Consistent Estimator

An estimator $$\widehat \alpha $$ is said to be a consistent estimator of the parameter $$\widehat \alpha $$ if it holds the following conditions:

  1. $$\widehat \alpha $$ is an unbiased estimator of $$\alpha $$, so if $$\widehat \alpha $$ is biased, it should be unbiased for large values of $$n$$ (in the limit sense), i.e. $$\mathop {\lim }\limits_{n \to \infty } E\left( {\widehat \alpha } \right) = \alpha $$.
  2. The variance of  $$\widehat \alpha $$ approaches zero as $$n$$ becomes very large, i.e., $$\mathop {\lim }\limits_{n \to \infty } Var\left( {\widehat \alpha } \right) = 0$$. Consider the following example.

 

Example: Show that the sample mean is a consistent estimator of the population mean.

Solution:

We have already seen in the previous example that $$\overline X $$ is an unbiased estimator of population mean $$\mu $$. This satisfies the first condition of consistency. The variance of $$\overline X $$ is known to be $$\frac{{{\sigma ^2}}}{n}$$. From the second condition of consistency we have,

\[\begin{gathered} \mathop {\lim }\limits_{n \to \infty } Var\left( {\overline X } \right) = \mathop {\lim }\limits_{n \to \infty } \frac{{{\sigma ^2}}}{n} \\ \,\,\,\,\,\,\,\,\,\,\,\,\,\,\,\,\,\,\,\,\,\,\,\,\,\,\,\,\,\, = {\sigma ^2}\mathop {\lim }\limits_{n \to \infty } \left( {\frac{1}{n}} \right) \\ \,\,\,\,\,\,\,\,\,\,\,\,\,\,\,\,\,\,\,\,\,\,\,\,\,\,\,\,\,\, = {\sigma ^2}\left( 0 \right) = 0 \\ \end{gathered} \]

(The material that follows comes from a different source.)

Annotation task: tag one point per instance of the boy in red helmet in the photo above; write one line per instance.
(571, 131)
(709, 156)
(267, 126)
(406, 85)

Hence, $$\overline X $$ is also a consistent estimator of $$\mu $$.

 

BLUE

BLUE stands for Best Linear Unbiased Estimator. An unbiased estimator which is a linear function of the random variable and possess the least variance may be called a BLUE. A BLUE therefore possesses all the three properties mentioned above, and is also a linear function of the random variable. From the last example we can conclude that the sample mean $$\overline X $$ is a BLUE.